4 En ik hoorde het getal van hen, die verzegeld waren: honderdvierenveertigduizend waren verzegeld uit alle stammen der kinderen Israels.
5 Uit de stam Juda twaalfduizend verzegelden, uit de stam Ruben twaalfduizend uit de stam Gad twaalfduizend,
6 uit de stam Aser twaalfduizend, uit de stam Naftali twaalfduizend, uit de stam Manasse twaalfduizend,
7 uit de stam Simeon twaalfduizend, uit de stam Levi twaalfduizend, uit de stam Issakar twaalfduizend,
8 uit de stam Zebulon twaalfduizend, uit de stam Jozef twaalfduizend, uit de stam Benjamin twaalfduizend verzegelden. (Openbaring 7:4-8)
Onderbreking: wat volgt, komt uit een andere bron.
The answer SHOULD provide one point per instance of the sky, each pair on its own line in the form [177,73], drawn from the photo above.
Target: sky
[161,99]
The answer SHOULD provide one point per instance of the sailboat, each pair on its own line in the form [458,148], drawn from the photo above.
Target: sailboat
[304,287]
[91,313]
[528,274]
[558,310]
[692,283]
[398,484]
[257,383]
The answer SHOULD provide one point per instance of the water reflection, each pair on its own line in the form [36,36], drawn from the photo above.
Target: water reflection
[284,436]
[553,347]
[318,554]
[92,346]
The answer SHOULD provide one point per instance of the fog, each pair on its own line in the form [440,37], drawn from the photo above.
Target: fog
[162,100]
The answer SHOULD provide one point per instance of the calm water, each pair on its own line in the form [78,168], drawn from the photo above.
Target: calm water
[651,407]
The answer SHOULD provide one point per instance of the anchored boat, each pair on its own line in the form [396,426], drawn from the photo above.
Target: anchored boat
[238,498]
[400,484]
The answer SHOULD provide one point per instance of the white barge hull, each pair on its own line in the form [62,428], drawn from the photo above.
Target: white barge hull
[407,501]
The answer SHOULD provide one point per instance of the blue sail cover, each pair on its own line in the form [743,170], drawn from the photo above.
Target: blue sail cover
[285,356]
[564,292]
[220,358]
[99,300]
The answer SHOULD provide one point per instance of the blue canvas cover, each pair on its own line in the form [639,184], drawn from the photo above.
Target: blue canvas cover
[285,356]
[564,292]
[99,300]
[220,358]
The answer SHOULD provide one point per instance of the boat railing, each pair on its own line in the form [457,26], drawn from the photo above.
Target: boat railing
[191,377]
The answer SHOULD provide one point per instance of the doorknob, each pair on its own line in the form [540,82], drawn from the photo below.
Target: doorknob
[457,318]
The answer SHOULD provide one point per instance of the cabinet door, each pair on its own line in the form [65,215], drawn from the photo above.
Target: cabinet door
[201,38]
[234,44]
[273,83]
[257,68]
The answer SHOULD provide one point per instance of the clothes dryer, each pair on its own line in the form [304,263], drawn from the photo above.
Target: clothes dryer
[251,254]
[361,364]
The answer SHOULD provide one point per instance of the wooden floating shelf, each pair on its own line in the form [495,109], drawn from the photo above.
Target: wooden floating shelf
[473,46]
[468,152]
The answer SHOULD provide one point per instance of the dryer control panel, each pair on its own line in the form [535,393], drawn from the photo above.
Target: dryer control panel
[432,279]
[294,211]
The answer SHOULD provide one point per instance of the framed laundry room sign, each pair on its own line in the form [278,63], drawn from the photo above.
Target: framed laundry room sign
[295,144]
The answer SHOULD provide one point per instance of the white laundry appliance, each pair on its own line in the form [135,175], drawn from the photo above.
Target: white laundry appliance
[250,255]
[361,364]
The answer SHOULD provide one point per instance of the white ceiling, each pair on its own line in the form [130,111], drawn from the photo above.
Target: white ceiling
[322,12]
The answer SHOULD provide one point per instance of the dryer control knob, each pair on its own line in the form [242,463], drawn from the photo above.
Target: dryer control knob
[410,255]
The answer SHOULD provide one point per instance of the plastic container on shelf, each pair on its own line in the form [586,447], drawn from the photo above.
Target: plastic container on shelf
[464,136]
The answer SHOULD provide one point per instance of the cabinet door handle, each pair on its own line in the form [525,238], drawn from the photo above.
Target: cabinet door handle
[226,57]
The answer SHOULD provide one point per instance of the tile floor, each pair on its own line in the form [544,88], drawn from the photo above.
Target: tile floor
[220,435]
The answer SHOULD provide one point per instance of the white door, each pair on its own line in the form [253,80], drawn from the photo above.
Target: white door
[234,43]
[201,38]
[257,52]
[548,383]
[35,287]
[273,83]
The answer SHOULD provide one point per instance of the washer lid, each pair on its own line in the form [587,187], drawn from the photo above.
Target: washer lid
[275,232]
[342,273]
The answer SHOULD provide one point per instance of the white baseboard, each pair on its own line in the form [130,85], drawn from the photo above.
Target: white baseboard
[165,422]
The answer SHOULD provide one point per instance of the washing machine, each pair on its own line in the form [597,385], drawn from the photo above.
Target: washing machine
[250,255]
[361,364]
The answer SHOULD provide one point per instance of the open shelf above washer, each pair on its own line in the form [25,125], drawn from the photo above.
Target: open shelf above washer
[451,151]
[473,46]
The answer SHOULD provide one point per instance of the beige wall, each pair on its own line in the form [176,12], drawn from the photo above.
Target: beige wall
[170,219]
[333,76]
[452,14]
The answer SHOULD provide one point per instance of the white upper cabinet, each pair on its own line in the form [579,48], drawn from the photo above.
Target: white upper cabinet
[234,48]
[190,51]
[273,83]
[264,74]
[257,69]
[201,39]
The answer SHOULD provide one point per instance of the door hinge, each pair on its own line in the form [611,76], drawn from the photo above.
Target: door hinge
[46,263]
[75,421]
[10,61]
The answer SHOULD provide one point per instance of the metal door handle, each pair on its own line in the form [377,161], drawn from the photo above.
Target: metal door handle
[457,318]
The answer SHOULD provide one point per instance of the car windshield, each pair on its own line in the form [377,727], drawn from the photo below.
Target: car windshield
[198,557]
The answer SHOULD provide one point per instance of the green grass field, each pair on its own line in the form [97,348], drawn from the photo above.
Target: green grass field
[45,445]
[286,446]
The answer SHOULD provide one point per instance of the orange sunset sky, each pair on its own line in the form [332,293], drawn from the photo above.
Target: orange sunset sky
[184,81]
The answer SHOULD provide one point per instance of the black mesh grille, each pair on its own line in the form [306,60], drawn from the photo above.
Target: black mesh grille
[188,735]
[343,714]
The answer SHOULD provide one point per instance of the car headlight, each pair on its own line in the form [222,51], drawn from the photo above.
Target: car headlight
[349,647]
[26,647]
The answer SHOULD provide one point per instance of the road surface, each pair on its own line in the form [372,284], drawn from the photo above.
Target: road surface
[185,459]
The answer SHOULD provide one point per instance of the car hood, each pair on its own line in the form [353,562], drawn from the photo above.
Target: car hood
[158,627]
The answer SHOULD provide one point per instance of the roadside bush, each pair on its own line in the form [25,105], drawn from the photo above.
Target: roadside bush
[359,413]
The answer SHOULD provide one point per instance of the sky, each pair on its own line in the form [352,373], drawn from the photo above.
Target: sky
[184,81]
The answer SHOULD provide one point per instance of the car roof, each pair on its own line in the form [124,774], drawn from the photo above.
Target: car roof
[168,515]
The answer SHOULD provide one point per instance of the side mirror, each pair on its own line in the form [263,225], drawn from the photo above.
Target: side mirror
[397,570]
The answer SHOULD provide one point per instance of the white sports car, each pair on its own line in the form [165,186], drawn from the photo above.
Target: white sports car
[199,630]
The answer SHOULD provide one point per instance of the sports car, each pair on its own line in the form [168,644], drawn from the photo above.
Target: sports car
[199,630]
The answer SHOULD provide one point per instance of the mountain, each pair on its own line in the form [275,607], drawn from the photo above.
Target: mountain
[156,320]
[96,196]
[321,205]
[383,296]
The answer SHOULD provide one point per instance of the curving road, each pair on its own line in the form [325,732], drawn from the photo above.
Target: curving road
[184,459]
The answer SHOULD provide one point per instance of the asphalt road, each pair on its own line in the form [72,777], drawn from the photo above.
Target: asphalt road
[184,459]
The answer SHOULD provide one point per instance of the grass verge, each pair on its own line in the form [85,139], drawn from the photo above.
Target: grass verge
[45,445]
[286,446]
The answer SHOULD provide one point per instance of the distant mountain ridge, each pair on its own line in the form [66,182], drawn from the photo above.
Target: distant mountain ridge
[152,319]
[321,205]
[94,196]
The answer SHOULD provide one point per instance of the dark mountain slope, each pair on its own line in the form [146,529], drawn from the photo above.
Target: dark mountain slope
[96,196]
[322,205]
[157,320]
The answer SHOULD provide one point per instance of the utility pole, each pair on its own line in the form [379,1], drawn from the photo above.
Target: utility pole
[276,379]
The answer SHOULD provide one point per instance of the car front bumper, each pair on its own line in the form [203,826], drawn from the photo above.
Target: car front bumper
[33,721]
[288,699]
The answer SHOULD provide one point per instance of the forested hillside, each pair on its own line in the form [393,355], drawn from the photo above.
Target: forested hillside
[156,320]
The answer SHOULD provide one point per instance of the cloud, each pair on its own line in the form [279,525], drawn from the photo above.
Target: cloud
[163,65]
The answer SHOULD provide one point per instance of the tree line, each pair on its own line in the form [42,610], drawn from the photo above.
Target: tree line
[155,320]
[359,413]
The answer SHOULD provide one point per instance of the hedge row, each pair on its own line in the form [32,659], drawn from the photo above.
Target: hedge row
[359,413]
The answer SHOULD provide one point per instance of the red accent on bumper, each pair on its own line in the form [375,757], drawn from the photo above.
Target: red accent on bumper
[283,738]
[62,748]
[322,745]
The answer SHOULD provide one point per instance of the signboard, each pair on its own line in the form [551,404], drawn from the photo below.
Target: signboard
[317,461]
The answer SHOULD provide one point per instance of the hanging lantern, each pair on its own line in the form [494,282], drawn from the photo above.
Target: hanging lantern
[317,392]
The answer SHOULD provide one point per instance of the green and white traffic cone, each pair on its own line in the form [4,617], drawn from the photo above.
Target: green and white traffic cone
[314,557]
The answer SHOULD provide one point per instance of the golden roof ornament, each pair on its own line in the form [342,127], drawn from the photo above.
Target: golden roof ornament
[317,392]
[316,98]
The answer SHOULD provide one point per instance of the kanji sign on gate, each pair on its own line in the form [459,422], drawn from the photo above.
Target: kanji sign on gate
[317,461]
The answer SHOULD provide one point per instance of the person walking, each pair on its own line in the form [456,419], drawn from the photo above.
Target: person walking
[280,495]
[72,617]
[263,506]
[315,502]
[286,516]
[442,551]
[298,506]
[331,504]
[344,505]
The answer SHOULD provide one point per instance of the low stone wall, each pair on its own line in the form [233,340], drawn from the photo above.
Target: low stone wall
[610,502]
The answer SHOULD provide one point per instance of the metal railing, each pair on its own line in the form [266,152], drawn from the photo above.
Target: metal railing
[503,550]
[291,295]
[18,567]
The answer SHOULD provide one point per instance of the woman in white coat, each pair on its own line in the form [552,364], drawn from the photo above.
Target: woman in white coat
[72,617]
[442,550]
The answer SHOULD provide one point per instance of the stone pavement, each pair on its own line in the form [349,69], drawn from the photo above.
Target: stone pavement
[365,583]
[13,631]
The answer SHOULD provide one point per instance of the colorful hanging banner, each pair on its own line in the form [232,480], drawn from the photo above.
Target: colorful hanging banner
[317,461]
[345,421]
- Ezechiël schrijft aan het eind van zijn boek dat in het Duizendjarig Rijk de tempel zal worden herbouwd: de lezer krijgt een gedetailleerde rondleiding. Ook het land wordt opnieuw ingericht. Een van de stammen die wordt genoemd is die van Simeon, want in het Duizendjarig Rijk zal Simeon een eigen deel van het land krijgen.
23 Wat nu de overige stammen betreft, (…)
24 …) van de oostzijde tot de westzijde: Simeon een deel; (Ezechiël 48:23-24)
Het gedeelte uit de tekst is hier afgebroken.